Grilled Cucumber Salad Recipe

A quick sear on the grill adds a touch of smokiness to cucumbers while still retaining their crunch.

by Alex Chang
Sep 17 2017, 7:00pm

Servings: 2
Total: 1 hour

for the zhoug:
4 ounces cilantro, roughly chopped
4 ounces parsley, roughly chopped
8 serrano chilies, stemmed and roughly chopped
2 teaspoons ground cardamom
1 tablespoon ground coriander
3/4 cup grapeseed oil
kosher salt, to taste
fresh lemon juice, to taste

for the hazelnut dukkah:
2 cups toasted and roughly chopped hazelnuts
3 tablespoons toasted pink peppercorns, ground
2 teaspoons maldon sea salt

for the cucumber salad:
6 baby cucumbers, halved lengthwise
2 ounces zhoug
kosher salt, to taste
1 ounce halloumi, diced
baby mustard greens
extra-virgin olive oil
fresh lemon juice
freshly ground black pepper, to taste
2 ounces labne or yogurt
1/2 ounce hazelnut dukkah
1/4 cup fresh dill


1. Make the zhoug: Combine the cilantro, parsley, chile, cardamom, and coriander in the bowl of a food processor and purée until chunky. With the motor running, slowly add in the oil. Season with the lemon juice and salt.

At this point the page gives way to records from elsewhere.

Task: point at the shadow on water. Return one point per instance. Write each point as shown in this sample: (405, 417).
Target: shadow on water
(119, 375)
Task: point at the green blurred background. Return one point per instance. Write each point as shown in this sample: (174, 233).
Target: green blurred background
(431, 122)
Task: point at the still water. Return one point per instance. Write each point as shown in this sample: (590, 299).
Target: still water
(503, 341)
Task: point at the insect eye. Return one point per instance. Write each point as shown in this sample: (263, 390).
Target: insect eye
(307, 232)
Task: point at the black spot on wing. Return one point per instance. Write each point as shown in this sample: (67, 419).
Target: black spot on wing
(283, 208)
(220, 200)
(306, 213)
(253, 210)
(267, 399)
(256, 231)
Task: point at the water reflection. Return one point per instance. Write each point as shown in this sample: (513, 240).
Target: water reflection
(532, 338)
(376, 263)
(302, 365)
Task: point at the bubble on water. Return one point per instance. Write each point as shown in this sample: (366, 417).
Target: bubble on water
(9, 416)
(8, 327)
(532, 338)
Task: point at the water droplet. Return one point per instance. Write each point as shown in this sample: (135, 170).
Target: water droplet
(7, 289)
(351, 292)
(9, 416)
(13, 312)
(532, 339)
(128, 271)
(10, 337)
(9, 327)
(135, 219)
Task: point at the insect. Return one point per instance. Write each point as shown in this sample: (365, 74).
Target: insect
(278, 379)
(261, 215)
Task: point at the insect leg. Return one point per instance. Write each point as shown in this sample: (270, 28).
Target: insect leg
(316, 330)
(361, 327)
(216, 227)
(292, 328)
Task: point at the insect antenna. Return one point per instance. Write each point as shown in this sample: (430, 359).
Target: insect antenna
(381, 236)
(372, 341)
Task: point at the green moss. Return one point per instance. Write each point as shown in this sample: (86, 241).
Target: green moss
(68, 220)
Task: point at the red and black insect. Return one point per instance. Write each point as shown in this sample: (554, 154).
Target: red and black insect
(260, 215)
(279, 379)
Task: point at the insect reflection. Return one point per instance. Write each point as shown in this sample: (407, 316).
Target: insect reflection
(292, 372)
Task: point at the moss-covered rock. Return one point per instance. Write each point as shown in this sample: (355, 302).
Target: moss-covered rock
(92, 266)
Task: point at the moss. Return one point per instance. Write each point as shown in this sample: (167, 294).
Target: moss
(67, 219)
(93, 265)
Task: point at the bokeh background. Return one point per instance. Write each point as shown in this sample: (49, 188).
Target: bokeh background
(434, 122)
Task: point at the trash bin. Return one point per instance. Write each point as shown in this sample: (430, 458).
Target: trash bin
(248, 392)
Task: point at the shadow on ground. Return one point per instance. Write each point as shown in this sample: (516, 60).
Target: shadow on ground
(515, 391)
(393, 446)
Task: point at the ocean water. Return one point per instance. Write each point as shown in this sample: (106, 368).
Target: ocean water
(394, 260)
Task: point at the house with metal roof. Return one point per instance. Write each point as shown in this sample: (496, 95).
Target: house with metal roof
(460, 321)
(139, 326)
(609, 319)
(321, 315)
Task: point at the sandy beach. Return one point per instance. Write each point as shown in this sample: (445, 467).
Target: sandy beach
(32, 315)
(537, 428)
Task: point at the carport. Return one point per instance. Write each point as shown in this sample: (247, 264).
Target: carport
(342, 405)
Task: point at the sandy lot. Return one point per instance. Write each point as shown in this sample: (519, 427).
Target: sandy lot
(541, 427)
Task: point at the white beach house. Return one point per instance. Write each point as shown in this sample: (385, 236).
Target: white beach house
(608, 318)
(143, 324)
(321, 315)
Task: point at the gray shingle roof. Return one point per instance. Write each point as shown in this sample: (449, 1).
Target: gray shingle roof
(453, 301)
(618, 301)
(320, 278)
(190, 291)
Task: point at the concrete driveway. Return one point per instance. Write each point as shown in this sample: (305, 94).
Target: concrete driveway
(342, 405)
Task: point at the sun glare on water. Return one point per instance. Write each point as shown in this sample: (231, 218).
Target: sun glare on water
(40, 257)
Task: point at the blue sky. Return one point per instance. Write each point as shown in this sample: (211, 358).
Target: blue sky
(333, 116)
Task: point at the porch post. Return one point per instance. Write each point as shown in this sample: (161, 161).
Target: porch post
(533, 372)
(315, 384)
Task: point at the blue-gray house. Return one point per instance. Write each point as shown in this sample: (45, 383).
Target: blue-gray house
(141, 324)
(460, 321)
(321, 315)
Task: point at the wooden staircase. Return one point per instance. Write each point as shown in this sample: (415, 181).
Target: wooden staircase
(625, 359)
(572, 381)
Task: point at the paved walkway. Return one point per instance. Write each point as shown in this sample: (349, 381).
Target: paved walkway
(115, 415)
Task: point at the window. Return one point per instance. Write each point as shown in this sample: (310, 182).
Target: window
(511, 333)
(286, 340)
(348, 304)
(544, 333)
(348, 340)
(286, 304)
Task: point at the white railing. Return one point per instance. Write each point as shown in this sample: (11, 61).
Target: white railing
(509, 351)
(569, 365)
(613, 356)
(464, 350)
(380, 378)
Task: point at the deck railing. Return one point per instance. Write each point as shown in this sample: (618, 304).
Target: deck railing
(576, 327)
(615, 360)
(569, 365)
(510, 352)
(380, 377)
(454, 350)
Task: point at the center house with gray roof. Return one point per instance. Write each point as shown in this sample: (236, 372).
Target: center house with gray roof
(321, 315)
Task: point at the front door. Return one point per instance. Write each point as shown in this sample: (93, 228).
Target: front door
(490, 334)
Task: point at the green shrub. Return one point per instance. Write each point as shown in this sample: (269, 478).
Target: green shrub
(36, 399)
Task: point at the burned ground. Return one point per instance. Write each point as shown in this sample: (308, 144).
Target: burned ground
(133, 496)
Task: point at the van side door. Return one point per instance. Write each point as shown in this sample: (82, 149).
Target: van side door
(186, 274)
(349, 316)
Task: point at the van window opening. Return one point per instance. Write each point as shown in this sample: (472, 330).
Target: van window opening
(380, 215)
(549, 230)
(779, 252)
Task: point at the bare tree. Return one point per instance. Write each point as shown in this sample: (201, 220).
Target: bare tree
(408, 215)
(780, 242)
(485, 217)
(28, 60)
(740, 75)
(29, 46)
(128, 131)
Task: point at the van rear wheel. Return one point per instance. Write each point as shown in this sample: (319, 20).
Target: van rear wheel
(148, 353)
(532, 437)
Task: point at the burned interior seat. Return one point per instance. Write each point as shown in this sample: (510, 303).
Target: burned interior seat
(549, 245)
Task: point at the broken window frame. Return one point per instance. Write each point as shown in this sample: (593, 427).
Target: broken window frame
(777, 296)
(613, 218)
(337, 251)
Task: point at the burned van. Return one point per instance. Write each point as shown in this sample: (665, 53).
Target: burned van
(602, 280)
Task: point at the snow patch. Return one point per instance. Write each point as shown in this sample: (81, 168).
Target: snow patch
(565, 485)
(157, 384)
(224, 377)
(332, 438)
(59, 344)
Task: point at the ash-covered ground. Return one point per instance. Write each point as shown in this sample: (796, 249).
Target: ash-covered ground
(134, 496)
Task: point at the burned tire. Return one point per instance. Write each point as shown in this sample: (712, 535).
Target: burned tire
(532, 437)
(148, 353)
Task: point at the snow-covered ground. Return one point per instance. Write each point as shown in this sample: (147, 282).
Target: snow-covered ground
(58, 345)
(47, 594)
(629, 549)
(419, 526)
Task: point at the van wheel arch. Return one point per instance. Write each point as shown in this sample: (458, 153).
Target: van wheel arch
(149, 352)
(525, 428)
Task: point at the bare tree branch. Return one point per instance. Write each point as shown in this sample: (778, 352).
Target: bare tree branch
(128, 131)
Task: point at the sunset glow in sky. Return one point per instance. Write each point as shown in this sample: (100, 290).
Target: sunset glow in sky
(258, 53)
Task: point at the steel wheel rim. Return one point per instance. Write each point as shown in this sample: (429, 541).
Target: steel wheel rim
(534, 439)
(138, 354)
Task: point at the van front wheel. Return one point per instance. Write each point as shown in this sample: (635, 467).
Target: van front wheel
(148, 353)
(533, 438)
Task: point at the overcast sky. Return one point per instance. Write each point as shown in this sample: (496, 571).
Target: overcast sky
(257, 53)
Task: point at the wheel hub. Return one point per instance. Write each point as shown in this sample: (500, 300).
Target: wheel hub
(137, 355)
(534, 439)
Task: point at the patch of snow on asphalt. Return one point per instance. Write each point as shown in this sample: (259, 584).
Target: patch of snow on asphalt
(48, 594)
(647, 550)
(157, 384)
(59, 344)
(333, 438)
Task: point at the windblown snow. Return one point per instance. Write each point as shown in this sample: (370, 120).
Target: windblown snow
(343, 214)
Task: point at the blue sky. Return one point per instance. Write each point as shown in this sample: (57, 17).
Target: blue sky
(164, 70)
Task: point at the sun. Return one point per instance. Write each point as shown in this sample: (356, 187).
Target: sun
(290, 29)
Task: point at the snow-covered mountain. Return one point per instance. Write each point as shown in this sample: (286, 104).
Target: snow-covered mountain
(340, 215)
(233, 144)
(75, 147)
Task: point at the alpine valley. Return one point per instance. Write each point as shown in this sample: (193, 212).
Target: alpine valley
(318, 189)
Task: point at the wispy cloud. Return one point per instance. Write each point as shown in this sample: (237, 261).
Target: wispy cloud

2. Make the dukkah: Mix the hazelnuts, peppercorns, and salt in a bowl and set aside.

3. Make the salad: Light a grill. Cook the cucumbers, flesh side down, until charred but still retain their crunch, about 10 minutes. Transfer to a bowl and let cool. Add the zhoug and salt and set aside.

4. Meanwhile, grill the halloumi until golden, 2 to 3 minutes. Transfer to a paper towel-lined plate and season with salt.

5. Toss the mustard greens, olive oil, lemon juice, salt, and pepper and set aside.

6. To assemble, spread the labne on a plate. Top with the cucumbers and scatter with the mustard greens and halloumi. Sprinkle with the dukkah and dill and serve immediately.